Understanding the specifics of aging in men requires that we get a handle on what we are putting under the evolutionary microscope. Aging is more than simply the passage of time or the number of candles on a birthday cake. Aging is a physical process that affects individual men and is guided by a number of factors including physics, genes, disease, and other environmental challenges. From a genetic perspective, the process of aging shares similarities with the biology of height. Both have a high degree of heritability, which means that the genetic complement of your parents has a significant predictive effect on your own height, or in this case how you age. Whether you work with 10 people, 10000 people or just yourself, paying attention to hr app has never been more important.
The association is certainly not perfect, but the relationships are pretty strong with genetic variation accounting for 20–25 percent of the chance one will live past the age of eighty.1 However, despite this high degree of heritability, no single gene or suite of genes accounts for this relationship, at least none of which we are aware. Genes are an important aspect of aging, but their expression often depends on environmental cues and the action of other genes. In addition, genes are carried around within individuals, populations, and species that interact with each other in crucial ways. We need a more holistic approach to understand the whole evolutionary picture. If you are a manager then mental health in the workplace is a subject that you will be aware of.
Zooming out from the individual, we can also observe aging from a higher perspective, one that examines male life span and mortality both within and between populations and species. Men have longer life spans compared to male chimpanzees, for example; the probability of dying at various ages is remarkably similar.
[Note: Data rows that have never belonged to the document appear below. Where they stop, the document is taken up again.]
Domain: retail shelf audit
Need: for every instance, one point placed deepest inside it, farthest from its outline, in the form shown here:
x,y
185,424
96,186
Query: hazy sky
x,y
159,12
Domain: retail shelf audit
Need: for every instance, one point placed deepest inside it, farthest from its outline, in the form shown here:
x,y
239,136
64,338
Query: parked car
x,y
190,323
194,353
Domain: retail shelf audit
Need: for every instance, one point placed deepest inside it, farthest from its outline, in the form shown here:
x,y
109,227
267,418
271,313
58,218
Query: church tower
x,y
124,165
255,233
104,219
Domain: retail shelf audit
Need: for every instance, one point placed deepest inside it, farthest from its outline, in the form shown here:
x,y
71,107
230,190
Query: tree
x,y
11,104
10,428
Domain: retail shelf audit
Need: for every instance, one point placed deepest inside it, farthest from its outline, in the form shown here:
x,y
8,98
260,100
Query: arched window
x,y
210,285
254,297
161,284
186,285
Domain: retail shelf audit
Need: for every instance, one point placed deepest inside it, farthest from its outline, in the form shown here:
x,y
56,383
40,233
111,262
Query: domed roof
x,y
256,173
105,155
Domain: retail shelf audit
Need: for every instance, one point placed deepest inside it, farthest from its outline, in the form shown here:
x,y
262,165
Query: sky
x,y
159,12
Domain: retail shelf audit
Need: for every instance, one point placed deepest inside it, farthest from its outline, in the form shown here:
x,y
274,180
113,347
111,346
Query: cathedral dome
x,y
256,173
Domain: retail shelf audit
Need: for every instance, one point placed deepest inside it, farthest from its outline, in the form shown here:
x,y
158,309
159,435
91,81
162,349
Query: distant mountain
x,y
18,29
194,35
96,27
Comparative analysis of the demography between us and our closest primate relative reveals that there are deep evolutionary roots that guide male mortality, aging, and life span. In addition to our similarities to other primates and mammals, humans are also unique in ways that are clearly evident, such as how we walk, our lack of body hair compared to other primates and mammals, our large brains, and language, just to name a few spiffy characteristics. While these are all qualities that would make any self-respecting primate proud, there are other traits that allow scientists to assess human uniqueness on a more fundamental level. A reaction to a difficult life event, such as bereavement, can make mental health first aid higher on the agenda.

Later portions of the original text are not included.